Question

Show by the Principle of Mathematical Induction that the sum S_n of the n term of the series 1² + 2 × 2² + 3² + 2 × 4² + 5² + 2 × 6² ... is given by

S_n = `{{:((n(n + 1)^2)/2",",  "if n is even"),((n^2(n + 1))/2",",  "if n is odd"):}`

Answer 1

Here P(n): S_n = `{{:((n(n + 1)^2)/2",",  "when n is even"),((n^2(n + 1))/2",",  "when n is odd"):}`

Also, note that any term T_n of the series is given by

T_n = `{{:(n^2, "if n is odd"),(2n^2, "if n is even"):}`

We observe that P(1) is true.

Since P(1): S₁ = 1²

= 1

= `(1.2)/2`

= `(1^2.(1 + 1))/2`

Assume that P(k) is true for some natural number k, i.e.

Case 1: When k is odd, then k + 1 is even.

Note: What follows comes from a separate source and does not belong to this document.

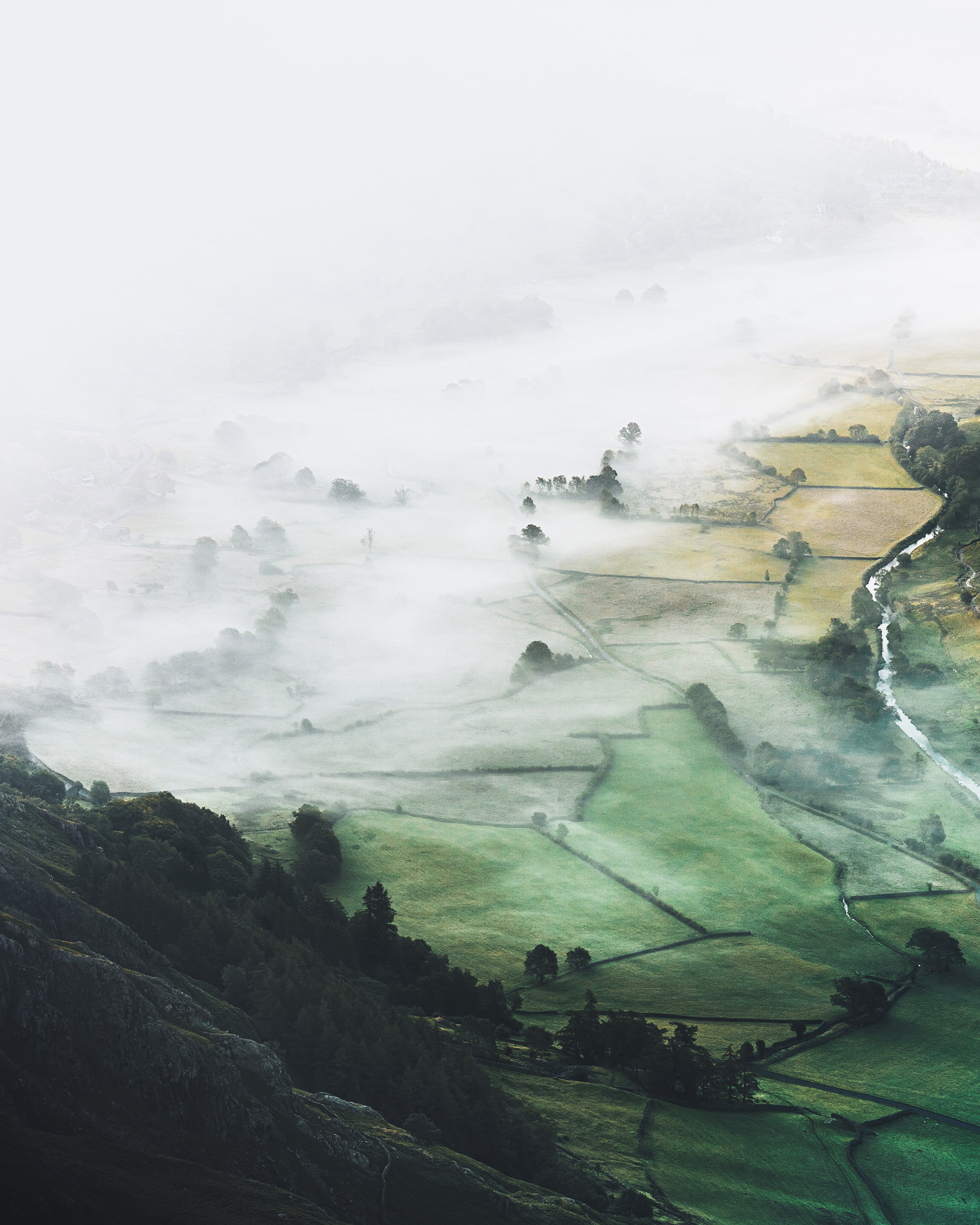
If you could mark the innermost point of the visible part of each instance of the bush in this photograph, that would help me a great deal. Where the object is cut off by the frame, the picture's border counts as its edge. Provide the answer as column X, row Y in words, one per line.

We have P(k + 1) : S_{k + 1} = 1² + 2 × 2² + ... + k² + 2 × (k + 1)²

= `(k^2(k + 1))/2 + 2 xx (k + 1)^2`

= `((k + 1))/2 [k^2 + 4(k + 1)]`  .....(As k is odd, 1² + 2 × 2² + ... + k² = `k^2 ((k + 1))/2`)

= `(k + 1)/2 [k^2 + 4k + 4]`

= `(k + 1)/2 (k + 2)^2`

= `(k + 1) ([(k + 1) + 1]^2)/2`

So P(k + 1) is true.

Whenever P(k) is true in the case when k is odd.

Case 2: When k is even, then k + 1 is odd.

Now, P(k + 1): 1² + 2 × 2² + ... + 2.k² + (k + 1)²

= `(k(k + 1)^2)/2 + (k + 1)^2`  ......(As k is even, 1² + 2 × 2² + ... + 2k² = `k(k + 1)^2/2`)

= `((k + 1)^2 (k + 2))/2`

= `((k + 1)^2 ((k + 1) + 1))/2`

Therefore, P(k + 1) is true.

Whenever P(k) is true for the case when k is even.

Thus, P(k + 1) is true.

Whenever, P(k) is true for any natural numbers k.

Hence, P(n) true for all natural numbers.